The wine was clearly taking its effect on her – and him too, he was realizing – Peachtree Street seemed nothing more than a painted backdrop.
"This is impossible. You're impossible. Ridiculous." Scarlett was speaking aloud but he pretended not to hear.
"I want to kiss you," he heard himself say.
Beyond her obvious state of unrest, there was desire in her eyes, and he seized the initiative, passionately kissing her closed lips. She kept them closed, but pressed against his strongly, with increasing eagerness.
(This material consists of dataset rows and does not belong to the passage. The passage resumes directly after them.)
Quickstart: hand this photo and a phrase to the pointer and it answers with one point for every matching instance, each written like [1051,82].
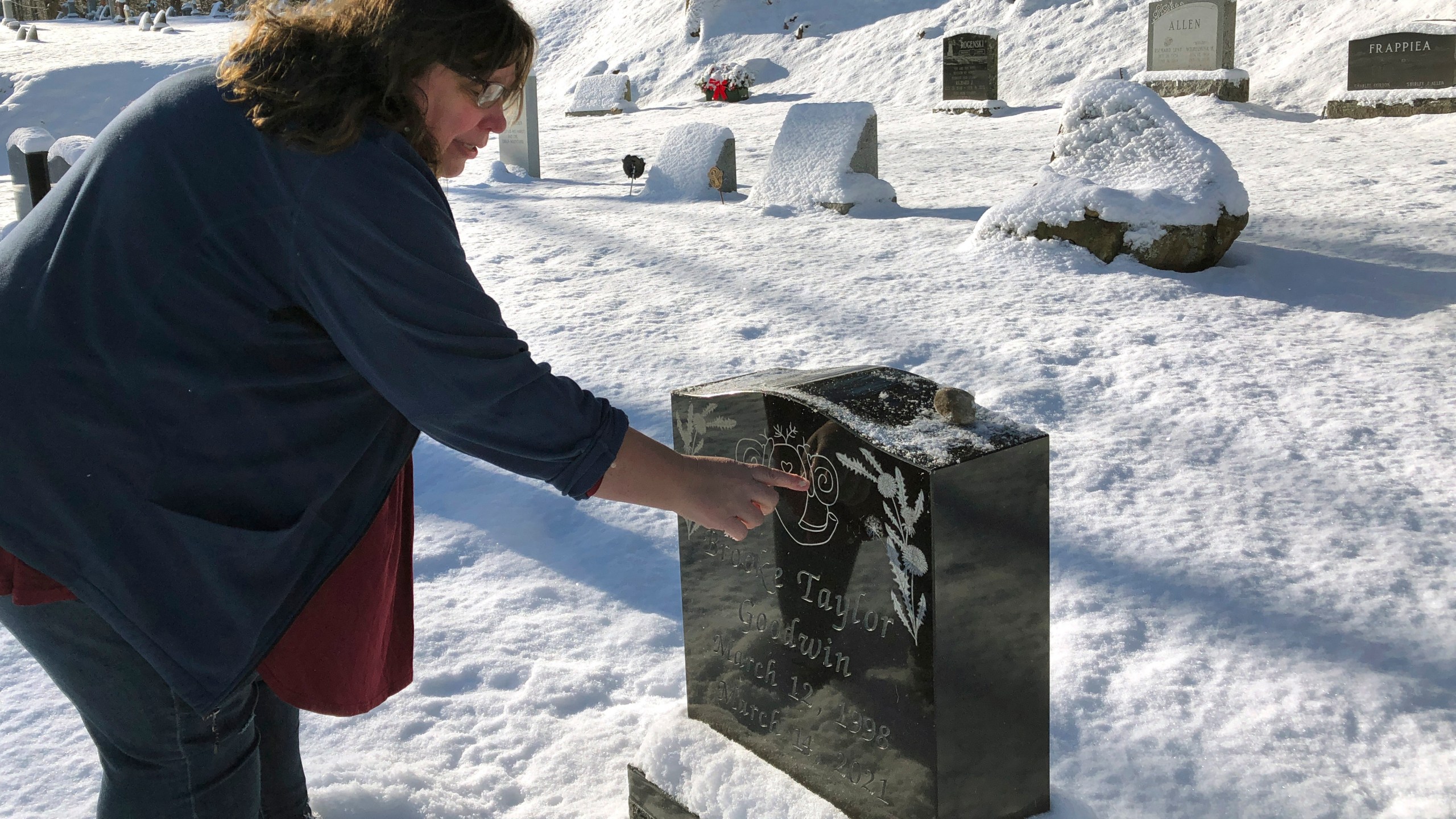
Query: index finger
[779,478]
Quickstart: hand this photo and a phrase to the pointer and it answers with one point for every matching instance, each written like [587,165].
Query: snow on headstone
[27,152]
[602,94]
[64,154]
[828,154]
[1129,177]
[685,159]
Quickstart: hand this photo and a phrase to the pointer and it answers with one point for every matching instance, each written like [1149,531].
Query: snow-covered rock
[30,140]
[688,152]
[64,155]
[602,94]
[1129,177]
[826,155]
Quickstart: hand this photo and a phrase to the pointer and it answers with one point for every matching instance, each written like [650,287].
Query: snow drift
[820,158]
[680,168]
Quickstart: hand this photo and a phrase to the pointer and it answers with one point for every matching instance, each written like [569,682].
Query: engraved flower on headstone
[906,560]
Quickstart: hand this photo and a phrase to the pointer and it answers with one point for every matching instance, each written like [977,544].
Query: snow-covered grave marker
[970,73]
[1190,50]
[685,162]
[599,95]
[1129,177]
[30,178]
[929,707]
[64,154]
[520,143]
[828,155]
[1400,73]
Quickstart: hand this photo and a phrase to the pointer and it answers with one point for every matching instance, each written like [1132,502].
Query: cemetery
[1123,403]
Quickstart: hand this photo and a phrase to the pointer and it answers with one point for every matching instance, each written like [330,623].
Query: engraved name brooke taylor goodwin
[810,634]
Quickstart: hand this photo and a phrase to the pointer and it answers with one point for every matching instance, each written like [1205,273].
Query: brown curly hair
[315,75]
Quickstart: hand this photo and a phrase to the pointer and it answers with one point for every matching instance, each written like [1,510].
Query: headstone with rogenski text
[1192,35]
[884,636]
[970,66]
[1403,60]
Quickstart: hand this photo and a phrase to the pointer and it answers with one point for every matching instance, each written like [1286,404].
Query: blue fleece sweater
[200,417]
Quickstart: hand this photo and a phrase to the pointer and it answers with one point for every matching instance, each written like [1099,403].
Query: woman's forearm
[717,493]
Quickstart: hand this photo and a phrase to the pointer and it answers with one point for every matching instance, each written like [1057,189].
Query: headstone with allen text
[883,637]
[520,142]
[1400,73]
[1190,35]
[1192,50]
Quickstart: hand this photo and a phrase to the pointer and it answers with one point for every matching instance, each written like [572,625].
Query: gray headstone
[970,66]
[1403,61]
[729,165]
[30,178]
[1192,35]
[520,143]
[867,152]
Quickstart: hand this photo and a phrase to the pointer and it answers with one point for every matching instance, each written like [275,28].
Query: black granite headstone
[1403,61]
[969,65]
[883,639]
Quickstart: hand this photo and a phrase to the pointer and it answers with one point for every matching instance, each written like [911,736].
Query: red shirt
[353,646]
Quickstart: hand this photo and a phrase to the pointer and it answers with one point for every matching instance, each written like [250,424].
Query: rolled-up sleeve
[382,270]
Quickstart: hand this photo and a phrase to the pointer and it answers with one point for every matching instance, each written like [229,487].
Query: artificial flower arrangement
[726,82]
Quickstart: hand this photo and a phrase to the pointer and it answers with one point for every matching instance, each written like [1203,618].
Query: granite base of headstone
[27,152]
[520,142]
[883,639]
[1400,75]
[1192,50]
[1229,85]
[970,73]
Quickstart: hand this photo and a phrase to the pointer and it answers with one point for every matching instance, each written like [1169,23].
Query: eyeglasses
[491,92]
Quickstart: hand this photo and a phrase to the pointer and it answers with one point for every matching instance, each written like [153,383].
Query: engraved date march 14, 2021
[857,773]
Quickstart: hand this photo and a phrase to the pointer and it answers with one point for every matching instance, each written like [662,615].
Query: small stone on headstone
[956,406]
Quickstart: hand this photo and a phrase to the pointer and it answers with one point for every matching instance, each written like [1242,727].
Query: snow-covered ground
[1254,468]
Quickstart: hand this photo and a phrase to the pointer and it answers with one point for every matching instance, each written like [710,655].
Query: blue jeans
[159,757]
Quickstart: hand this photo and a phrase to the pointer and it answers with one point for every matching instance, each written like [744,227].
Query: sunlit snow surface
[1254,496]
There was no doubting that someone had kissed her with more than the chaste kiss of husbandly affection, and she craved such passion more than anything in the world. Her eyelids were tightly shut and he could see the tears rolling freely now.
"Wait," he drew back. "Look at me, Scarlett."
For a second, he thought she might faint.
"I'm very sorry if I – "
"I need to go. Leave me alone," she whispered breathlessly, backing away from him and taking off in the direction of her darkened house.